Whilst authorities (and courts) should not readily find a restriction ‘by object’, there are clearly many other types of agreement that do constitute ‘object restrictions’: whilst the concept of such a restriction must be interpreted widely or expansively, there are doubtless numerous types of agreement or concerted practice that can, in the appropriate context, satisfy the CJEU’s definition. From BIDS, it is plain that arrangements to cause some producers to exit a market and/or which otherwise reduce capacity in a market are also ‘object’ restrictions: this was confirmed in Cartes Bancaires.

An exchange of information also constitutes a restriction ‘by object’, particularly on highly concentrated oligopolistic markets, if this reduces or removes the degree of uncertainty as to the operation of the market, even if any effect on prices is indirect (see paras. 34 to 37 of the T-Mobile judgment). The CJEU followed this approach in Case C-541/11P Solvay, where it held that even the exchange of historic non-price information accompanied by discussions to ‘stabilise the market’ by entering into a cartel agreement can be a restriction ‘by object’, if it exchanged on a regular basis over a long period even if no such agreement is concluded.

Can other forms of horizontal or vertical coordination legitimately be found to restrict competition by object? In Allianz Hungaria, the CJEU confirmed that a series of parallel vertical agreements can – even in the absence of a horizontal agreement or concerted practice – restrict competition by object, if they significantly disrupt the proper functioning of one of the markets concerned by eliminating or seriously weakening competition. Presumably, resale price maintenance remains an ‘object’ infringement, as will restrictions on internet sales by distributors, unless objectively justified (see Case C-439/09 Pierre Fabre), and other agreements that partition markets through the use of territorial restrictions or other restrictions on parallel trade, such as differential pricing arrangements (Case C-501/06P GlaxoSmithKline) and restrictions included in agreements for the licensing of sports broadcasting rights (Case C-403/08 FA Premier League).

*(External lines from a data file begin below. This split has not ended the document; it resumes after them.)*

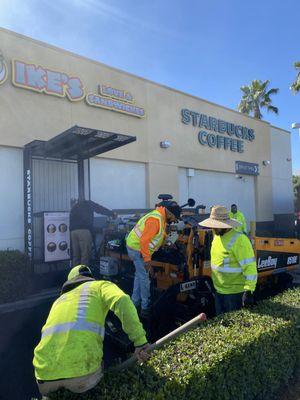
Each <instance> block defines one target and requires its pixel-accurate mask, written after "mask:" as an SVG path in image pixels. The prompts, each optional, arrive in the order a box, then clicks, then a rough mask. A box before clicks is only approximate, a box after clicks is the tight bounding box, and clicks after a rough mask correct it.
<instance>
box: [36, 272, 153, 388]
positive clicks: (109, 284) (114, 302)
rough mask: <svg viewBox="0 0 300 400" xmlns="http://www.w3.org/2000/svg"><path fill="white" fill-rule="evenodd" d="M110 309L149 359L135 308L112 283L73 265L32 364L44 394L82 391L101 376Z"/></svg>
mask: <svg viewBox="0 0 300 400" xmlns="http://www.w3.org/2000/svg"><path fill="white" fill-rule="evenodd" d="M109 310H112V311H113V312H114V313H115V314H116V316H117V317H118V318H119V319H120V321H121V323H122V327H123V329H124V331H125V332H126V333H127V335H128V337H129V339H130V340H131V341H132V342H133V343H134V346H135V348H136V350H135V354H136V355H137V357H138V359H139V360H140V361H145V360H146V359H147V358H148V357H149V355H148V353H147V349H148V346H149V345H148V344H147V339H146V336H145V331H144V329H143V327H142V325H141V323H140V321H139V318H138V315H137V312H136V308H135V307H134V305H133V303H132V301H131V300H130V298H129V296H127V295H126V294H125V293H124V292H123V291H122V290H121V289H119V288H118V287H117V286H116V285H115V284H113V283H112V282H107V281H96V280H95V279H94V278H93V277H92V273H91V270H90V269H89V268H88V267H87V266H85V265H78V266H76V267H74V268H73V269H72V270H71V271H70V273H69V275H68V281H67V282H66V283H65V284H64V285H63V287H62V292H61V296H60V297H59V298H58V299H57V300H56V301H55V302H54V304H53V305H52V308H51V310H50V313H49V316H48V318H47V321H46V324H45V325H44V326H43V328H42V337H41V340H40V342H39V344H38V345H37V347H36V348H35V350H34V359H33V365H34V368H35V376H36V379H37V383H38V387H39V391H40V393H41V394H42V395H47V394H49V393H50V392H53V391H56V390H58V389H60V388H65V389H69V390H70V391H72V392H74V393H83V392H86V391H87V390H89V389H91V388H93V387H94V386H95V385H96V384H97V383H98V382H99V381H100V379H101V377H102V374H103V372H102V365H101V364H102V357H103V340H104V331H105V329H104V326H105V318H106V315H107V313H108V311H109Z"/></svg>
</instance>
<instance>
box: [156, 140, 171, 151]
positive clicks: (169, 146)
mask: <svg viewBox="0 0 300 400" xmlns="http://www.w3.org/2000/svg"><path fill="white" fill-rule="evenodd" d="M159 145H160V147H161V148H162V149H167V148H168V147H170V146H171V142H170V141H169V140H163V141H162V142H160V144H159Z"/></svg>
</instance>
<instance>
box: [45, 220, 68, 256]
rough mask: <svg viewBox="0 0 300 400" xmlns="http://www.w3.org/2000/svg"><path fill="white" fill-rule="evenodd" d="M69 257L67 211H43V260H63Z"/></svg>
mask: <svg viewBox="0 0 300 400" xmlns="http://www.w3.org/2000/svg"><path fill="white" fill-rule="evenodd" d="M69 259H70V229H69V213H68V212H49V213H44V262H52V261H63V260H69Z"/></svg>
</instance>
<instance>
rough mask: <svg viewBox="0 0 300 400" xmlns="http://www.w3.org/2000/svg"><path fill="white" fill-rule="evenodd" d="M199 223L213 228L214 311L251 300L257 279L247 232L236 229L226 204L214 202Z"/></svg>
mask: <svg viewBox="0 0 300 400" xmlns="http://www.w3.org/2000/svg"><path fill="white" fill-rule="evenodd" d="M199 225H201V226H203V227H207V228H212V230H213V232H214V239H213V242H212V247H211V275H212V280H213V284H214V288H215V290H216V294H215V306H216V314H217V315H218V314H222V313H224V312H227V311H234V310H238V309H240V308H242V307H243V306H247V305H249V304H251V303H253V292H254V290H255V287H256V282H257V268H256V260H255V255H254V251H253V248H252V245H251V242H250V240H249V239H248V237H247V236H246V235H244V234H243V233H241V232H237V231H236V230H235V228H236V227H238V226H239V222H237V221H236V220H234V219H231V218H230V217H229V213H228V211H227V209H226V208H225V207H222V206H214V207H212V209H211V213H210V217H209V218H207V219H206V220H204V221H202V222H200V223H199Z"/></svg>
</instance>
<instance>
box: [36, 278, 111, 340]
mask: <svg viewBox="0 0 300 400" xmlns="http://www.w3.org/2000/svg"><path fill="white" fill-rule="evenodd" d="M92 283H93V282H87V283H84V284H83V285H82V290H81V293H80V296H79V299H78V307H77V316H76V320H75V321H72V322H64V323H61V324H56V325H53V326H50V327H49V328H46V329H44V330H43V331H42V338H43V337H45V336H47V335H52V334H54V333H66V332H70V331H89V332H93V333H96V334H97V335H99V336H101V337H103V338H104V334H105V328H104V327H102V326H100V325H99V324H97V323H96V322H89V321H86V316H87V311H88V298H89V293H88V292H89V287H90V285H91V284H92ZM66 298H67V296H65V295H64V298H61V299H60V302H63V301H64V300H66Z"/></svg>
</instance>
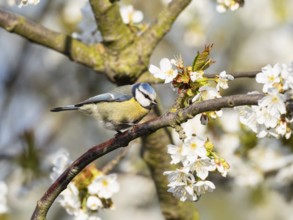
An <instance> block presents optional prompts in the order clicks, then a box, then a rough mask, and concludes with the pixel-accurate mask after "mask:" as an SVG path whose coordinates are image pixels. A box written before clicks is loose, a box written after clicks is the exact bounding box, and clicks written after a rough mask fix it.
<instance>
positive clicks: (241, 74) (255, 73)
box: [205, 71, 260, 78]
mask: <svg viewBox="0 0 293 220" xmlns="http://www.w3.org/2000/svg"><path fill="white" fill-rule="evenodd" d="M259 72H260V71H249V72H232V73H229V74H231V75H232V76H233V77H234V78H254V77H255V76H256V74H258V73H259ZM217 75H219V74H218V73H208V74H206V75H205V76H206V77H215V76H217Z"/></svg>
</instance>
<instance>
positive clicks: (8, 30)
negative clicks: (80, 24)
mask: <svg viewBox="0 0 293 220" xmlns="http://www.w3.org/2000/svg"><path fill="white" fill-rule="evenodd" d="M0 27H2V28H4V29H5V30H6V31H9V32H12V33H15V34H18V35H20V36H22V37H24V38H26V39H28V40H30V41H32V42H33V43H36V44H40V45H42V46H45V47H48V48H50V49H53V50H55V51H57V52H60V53H62V54H64V55H66V56H67V57H68V58H70V59H72V60H73V61H76V62H78V63H82V64H84V65H86V66H89V67H92V68H94V69H95V70H97V71H104V61H103V60H104V58H103V56H102V54H100V53H99V50H97V49H98V47H94V46H88V45H86V44H84V43H82V42H80V41H78V40H76V39H74V38H72V37H70V36H68V35H66V34H63V33H59V32H56V31H52V30H50V29H48V28H46V27H44V26H42V25H40V24H37V23H34V22H33V21H30V20H28V19H26V18H25V17H23V16H20V15H16V14H13V13H11V12H7V11H4V10H2V9H0Z"/></svg>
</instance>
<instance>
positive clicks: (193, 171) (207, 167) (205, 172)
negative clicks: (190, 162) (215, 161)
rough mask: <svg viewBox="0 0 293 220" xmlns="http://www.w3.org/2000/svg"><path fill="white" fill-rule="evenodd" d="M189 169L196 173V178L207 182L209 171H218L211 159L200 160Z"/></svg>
mask: <svg viewBox="0 0 293 220" xmlns="http://www.w3.org/2000/svg"><path fill="white" fill-rule="evenodd" d="M188 167H189V169H190V171H191V172H194V171H195V172H196V176H198V177H199V178H200V179H202V180H205V179H206V178H207V177H208V175H209V171H214V170H215V169H216V166H215V164H214V163H213V162H212V160H211V159H210V158H204V159H198V160H196V161H195V162H193V163H192V164H190V165H189V166H188Z"/></svg>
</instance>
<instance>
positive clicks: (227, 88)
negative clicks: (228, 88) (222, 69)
mask: <svg viewBox="0 0 293 220" xmlns="http://www.w3.org/2000/svg"><path fill="white" fill-rule="evenodd" d="M233 79H234V77H233V76H232V75H231V74H227V73H226V71H222V72H221V73H220V74H219V79H218V84H217V87H216V88H217V90H219V89H220V88H222V89H228V88H229V86H228V81H229V80H233Z"/></svg>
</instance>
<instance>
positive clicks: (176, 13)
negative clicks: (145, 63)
mask: <svg viewBox="0 0 293 220" xmlns="http://www.w3.org/2000/svg"><path fill="white" fill-rule="evenodd" d="M190 2H191V0H173V1H172V2H170V3H169V4H168V6H167V7H166V8H164V9H163V10H162V11H161V12H160V14H159V15H158V17H157V19H156V20H155V21H154V22H153V23H152V24H151V26H150V27H149V28H148V29H147V30H146V31H145V32H144V33H143V35H142V36H141V37H140V39H139V40H138V41H137V42H136V44H135V46H134V47H135V48H143V49H144V51H145V53H146V54H151V53H152V52H153V50H154V48H155V47H156V46H157V44H158V43H159V42H160V41H161V39H162V38H163V37H164V36H165V34H166V33H168V32H169V30H170V29H171V27H172V25H173V23H174V22H175V20H176V18H177V17H178V15H179V14H180V13H181V12H182V11H183V10H184V8H185V7H186V6H187V5H188V4H189V3H190Z"/></svg>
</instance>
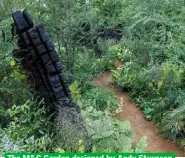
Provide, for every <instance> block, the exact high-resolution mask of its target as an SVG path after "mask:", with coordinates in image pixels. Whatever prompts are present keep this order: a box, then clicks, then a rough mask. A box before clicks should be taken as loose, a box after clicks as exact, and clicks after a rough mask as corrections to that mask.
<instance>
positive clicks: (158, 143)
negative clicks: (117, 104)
mask: <svg viewBox="0 0 185 158" xmlns="http://www.w3.org/2000/svg"><path fill="white" fill-rule="evenodd" d="M109 75H110V72H105V73H103V74H100V75H97V76H96V77H95V79H94V83H95V84H96V85H97V86H99V87H102V88H107V89H110V90H112V92H113V93H114V95H115V96H116V97H117V99H118V102H120V99H121V98H123V100H124V105H123V111H122V112H121V113H120V114H118V116H117V117H118V118H119V119H120V120H121V121H123V120H129V121H130V123H131V126H132V128H133V131H134V132H135V133H136V142H138V140H139V139H140V138H141V137H142V136H147V145H148V147H147V151H148V152H175V153H176V155H177V156H181V157H182V156H185V152H183V151H182V150H181V149H180V148H179V147H178V146H177V144H175V143H173V142H169V141H168V140H167V139H166V138H164V137H162V136H161V135H160V134H159V133H158V132H157V128H156V127H155V125H154V124H153V122H152V121H147V120H146V119H145V117H144V114H143V113H142V111H141V110H140V109H139V108H138V107H137V106H136V104H135V103H134V102H133V101H131V100H130V99H129V97H128V94H127V93H126V92H123V91H121V90H119V89H117V88H115V87H114V86H112V84H111V83H112V81H111V78H110V77H109Z"/></svg>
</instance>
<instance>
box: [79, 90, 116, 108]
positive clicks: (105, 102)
mask: <svg viewBox="0 0 185 158" xmlns="http://www.w3.org/2000/svg"><path fill="white" fill-rule="evenodd" d="M80 104H81V105H82V106H84V107H87V106H93V107H94V108H95V109H97V110H101V111H104V110H105V109H109V110H111V111H113V110H115V109H116V108H117V101H116V98H115V97H114V96H113V94H112V92H111V91H110V90H107V89H103V88H99V87H89V89H87V90H86V91H85V92H84V93H83V94H82V99H81V103H80Z"/></svg>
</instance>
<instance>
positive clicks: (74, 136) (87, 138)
mask: <svg viewBox="0 0 185 158" xmlns="http://www.w3.org/2000/svg"><path fill="white" fill-rule="evenodd" d="M12 17H13V20H14V25H15V28H16V34H17V35H18V42H17V45H18V47H19V50H17V51H16V52H15V53H14V54H13V56H14V57H15V58H20V59H21V64H22V67H23V69H24V70H25V71H26V72H27V75H28V76H29V82H30V83H31V85H33V87H34V89H35V90H36V92H37V96H39V97H40V98H44V100H45V104H46V106H47V107H48V108H49V109H50V111H51V112H52V113H53V112H54V113H56V114H55V122H56V123H55V126H56V127H54V128H56V134H57V135H58V138H59V140H58V144H60V145H61V148H64V149H66V151H68V152H70V151H77V148H78V145H77V144H78V141H79V140H83V142H84V147H85V151H90V150H91V139H90V137H89V136H88V133H87V131H86V128H85V124H84V121H83V119H82V116H81V113H80V107H79V105H77V104H76V103H75V102H73V100H72V98H71V94H70V90H69V88H68V84H67V83H66V81H65V79H64V75H63V73H62V65H61V63H60V61H59V57H58V55H57V52H56V51H55V48H54V43H53V41H52V40H51V39H50V38H49V36H48V33H47V32H46V31H45V29H44V26H43V24H38V25H36V26H34V24H33V21H32V18H31V16H30V15H29V14H28V12H27V11H26V10H24V11H23V12H21V11H16V12H15V13H13V14H12Z"/></svg>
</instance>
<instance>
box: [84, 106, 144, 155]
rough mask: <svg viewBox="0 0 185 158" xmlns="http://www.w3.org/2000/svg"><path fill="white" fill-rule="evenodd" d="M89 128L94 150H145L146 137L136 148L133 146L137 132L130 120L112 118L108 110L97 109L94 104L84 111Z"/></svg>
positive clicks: (84, 115)
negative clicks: (93, 104) (134, 128)
mask: <svg viewBox="0 0 185 158" xmlns="http://www.w3.org/2000/svg"><path fill="white" fill-rule="evenodd" d="M82 114H83V116H84V119H85V121H86V124H87V129H88V132H89V134H90V136H91V137H92V141H93V152H134V151H136V152H138V151H139V152H144V151H145V150H146V138H142V139H141V141H140V142H139V144H138V145H137V147H136V149H134V148H133V147H132V144H133V142H134V139H135V134H134V133H133V132H132V129H131V125H130V123H129V121H124V122H121V121H119V120H117V119H115V118H112V117H111V116H110V114H109V112H108V111H107V110H105V111H97V110H96V109H94V108H93V107H92V106H91V107H88V108H86V109H84V110H83V111H82Z"/></svg>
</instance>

However, beyond these clear examples, the question remains as to how are we to judge whether an agreement or practice has “a sufficient degree of harm to competition” to have the object of restricting competition? As well as relying on experience, this requires a degree of judgment and the undertaking of some analysis: it is not permissible for an authority to simply state, without more, that an agreement has, by its very nature, the requisite negative effects on competition in order to take a short-cut to a finding of infringement. The difficulty of course is that this still leaves room for the application of the ‘duck test’ or the ‘elephant test’, since it is experience that enables us to apply those tests and also the ‘restriction by object’ test.